Immunomodulatory activity has frequently been discussed as an indirect mechanism of anti-cancer potential [62, 63]. Generally speaking, α-glucan has little bioactivity, and most effective biologically polysaccharides main-chain structures contain β-(1→3)-D-glucan [64]. In 2000, Paulsen et al found that polysaccharides of N. commune from field material were shown to activate the complement system stronger compared with the standard polysaccharide, the acidic one the highest [11]. There is one major thing that all the polymers have in common: the higher amount of 1,3 substituted glucose units [11]. Liao et al. also reported the immunomodulatory potential of the polysaccharide-rich extract from N. commune (NCPS) and found that the immunity of murine macrophage Raw 264.7 cells might be activated by nitric oxide and superoxide secretion and consequently effectively inhibit the growth of human leukemic U937 cells as well as trigger the differentiation of U937 monoblast cells into monocytic/macrophagic lines resulting from the upregulation of GM-CSF and IL-1β as well as the downregulation of IL-6 and IL-17 [65]. Taken together, these studies demonstrated that N. commune may have potential as a cancer chemopreventative agent.

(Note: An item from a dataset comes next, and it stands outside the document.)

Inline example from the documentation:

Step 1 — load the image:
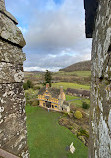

However, the relationships between the structure and activity are still not fully understood yet.

CONCLUSIONS

In addition to the broad spectrum of functional properties aforementioned, there are several additional effects of N. commune and N. commune-derived extracts have been reported, such as the hypocholesterolemic function [5, 20]. Therefore, the available reports may provide evidence that N. commune is distributed worldwide, as reviewed here, and is characterised by its great variety in both the number and type of nutrients, especially rich with various small molecules, making it an attractive natural resource treasure. Majority of current studies are concentrated on antioxidative, anti-inflammatory and antibacterial properties, rather other activities, providing broad research areas in future. Further research, especially human randomised clinical trials, is vital to ascertain the detailed beneficial effects, bioactivities and molecular mechanisms of N. commune and N. commune-derived extracts. We believe these efforts will call more attention to the value of N. commune on human health, and contribute to the development and application in functional foods and medicines targeted at the prevention and treatment of the mentioned above diseases.